Moxifloxacin was first patented (United States patent) in 1991 by Bayer A.G., and again in 1997. Avelox was subsequently approved by the U.S. Food and Drug Administration (FDA) for use in the United States in 1999 to treat specific bacterial infections. Ranking 140th within the top 200 prescribed drugs in the United States for 2007, Avelox generated sales of $697.3 million worldwide.
A United States patent application was made on 30 June 1989, for Avelox, Bayer A.G. being the assignee, which was subsequently approved on 5 February 1991. This patent was scheduled to expire on 30 June 2009. However, this patent was extended for an additional two and one half years on 16 September 2004, and as such is not expected to expire until 2012. Moxifloxacin was subsequently (ten years later) approved by the U.S. Food and Drug Administration (FDA) for use in the United States in 1999. There have been at least four additional United States patents filed regarding moxifloxacin hydrochloride since the 1989 United States application, as well as patents outside of the USA.
Society and Culture
Regulatory agencies have taken actions to address certain rare but serious adverse events associated with moxifloxacin therapy.
Based on its investigation into reports of rare but severe cases of liver toxicity and skin reactions, the European Medicines Agency recommended in 2008 that the use of the oral (but not the IV) form of moxifloxacin be restricted to infections in which other antibacterial agents cannot be used or have failed. Similarly, the Canadian label includes a warning of the risk of liver injury.

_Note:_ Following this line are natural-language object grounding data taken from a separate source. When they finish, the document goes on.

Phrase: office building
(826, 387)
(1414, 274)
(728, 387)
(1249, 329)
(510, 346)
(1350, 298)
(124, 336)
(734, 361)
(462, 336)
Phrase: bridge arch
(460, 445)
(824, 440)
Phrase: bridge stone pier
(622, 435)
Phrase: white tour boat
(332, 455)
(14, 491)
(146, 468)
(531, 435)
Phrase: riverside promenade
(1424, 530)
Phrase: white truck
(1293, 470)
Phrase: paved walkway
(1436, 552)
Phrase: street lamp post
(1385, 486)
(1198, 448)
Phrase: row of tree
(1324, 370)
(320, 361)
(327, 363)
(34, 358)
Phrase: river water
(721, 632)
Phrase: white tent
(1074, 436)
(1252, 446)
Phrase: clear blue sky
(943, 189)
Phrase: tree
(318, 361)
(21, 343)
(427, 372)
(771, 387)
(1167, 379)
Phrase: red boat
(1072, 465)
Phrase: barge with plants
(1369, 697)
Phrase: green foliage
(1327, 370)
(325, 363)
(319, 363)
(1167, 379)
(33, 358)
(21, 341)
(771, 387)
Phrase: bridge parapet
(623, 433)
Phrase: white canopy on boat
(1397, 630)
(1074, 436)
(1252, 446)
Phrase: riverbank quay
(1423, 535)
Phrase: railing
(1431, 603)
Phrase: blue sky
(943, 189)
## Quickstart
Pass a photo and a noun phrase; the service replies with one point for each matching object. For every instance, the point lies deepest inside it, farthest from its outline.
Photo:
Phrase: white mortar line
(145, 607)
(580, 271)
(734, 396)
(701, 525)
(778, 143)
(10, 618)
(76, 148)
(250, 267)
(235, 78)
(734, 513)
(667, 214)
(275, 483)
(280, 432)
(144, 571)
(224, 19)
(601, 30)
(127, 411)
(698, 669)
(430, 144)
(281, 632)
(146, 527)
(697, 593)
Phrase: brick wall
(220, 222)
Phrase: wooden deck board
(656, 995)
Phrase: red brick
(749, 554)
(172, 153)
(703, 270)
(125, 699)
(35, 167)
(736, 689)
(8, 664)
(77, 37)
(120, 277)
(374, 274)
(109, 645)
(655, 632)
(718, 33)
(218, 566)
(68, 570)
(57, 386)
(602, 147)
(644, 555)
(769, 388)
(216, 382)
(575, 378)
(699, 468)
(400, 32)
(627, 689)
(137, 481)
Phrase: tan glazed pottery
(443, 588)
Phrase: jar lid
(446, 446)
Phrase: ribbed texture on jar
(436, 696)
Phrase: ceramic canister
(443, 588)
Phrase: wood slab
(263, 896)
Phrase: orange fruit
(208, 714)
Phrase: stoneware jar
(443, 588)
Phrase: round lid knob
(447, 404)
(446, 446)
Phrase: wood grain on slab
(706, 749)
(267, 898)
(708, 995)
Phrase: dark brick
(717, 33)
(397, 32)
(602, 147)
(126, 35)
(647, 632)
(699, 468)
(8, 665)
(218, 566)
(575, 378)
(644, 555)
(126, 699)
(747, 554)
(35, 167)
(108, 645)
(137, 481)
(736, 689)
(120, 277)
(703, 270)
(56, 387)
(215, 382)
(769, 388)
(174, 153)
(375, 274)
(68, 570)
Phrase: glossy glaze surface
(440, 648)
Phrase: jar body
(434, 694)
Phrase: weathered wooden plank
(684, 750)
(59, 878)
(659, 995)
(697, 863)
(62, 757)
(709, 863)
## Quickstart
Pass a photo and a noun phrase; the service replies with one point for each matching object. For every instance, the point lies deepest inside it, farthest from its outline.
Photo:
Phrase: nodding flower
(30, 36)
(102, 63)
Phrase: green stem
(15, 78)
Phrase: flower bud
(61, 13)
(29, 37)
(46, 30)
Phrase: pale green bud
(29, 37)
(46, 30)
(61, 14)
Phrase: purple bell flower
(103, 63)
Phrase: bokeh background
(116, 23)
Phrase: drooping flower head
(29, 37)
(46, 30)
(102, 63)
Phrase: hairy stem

The U.S. label does not contain restrictions similar to the European label, but a carries a "black box" warning of the risk of tendon damage and/or rupture and warnings regarding the risk of irreversible peripheral neuropathy.
In 2007, the U.S. District Court for the District of Delaware held that two Bayer patents on Avelox are valid and enforceable, and infringed by Dr. Reddy's ANDA for a generic version of Avelox. The district court sided with Bayer, citing the Federal Circuit's prior decision in Takeda v. Alphapharm as "affirming the district court's finding that defendant failed to prove a prima facie case of obviousness where the prior art disclosed a broad selection of compounds, any one of which could have been selected as a lead compound for further investigation, and defendant did not prove that the prior art would have led to the selection of the particular compound singled out by defendant." According to Bayer's press release announcing the court's decision, it was noted that Teva had also challenged the validity of the same Bayer patents at issue in the Dr. Reddy's case. Within Bayer's first quarter 2008 stockholder's newsletter Bayer stated that they had reached an agreement with Teva Pharmaceuticals USA, Inc., the adverse party, to settle their patent litigation with regard to the two Bayer patents. Under the settlement terms agreed upon, Teva would obtain a license to sell its generic moxifloxacin tablet product in the U.S. shortly before the second of the two Bayer patents expires in March 2014.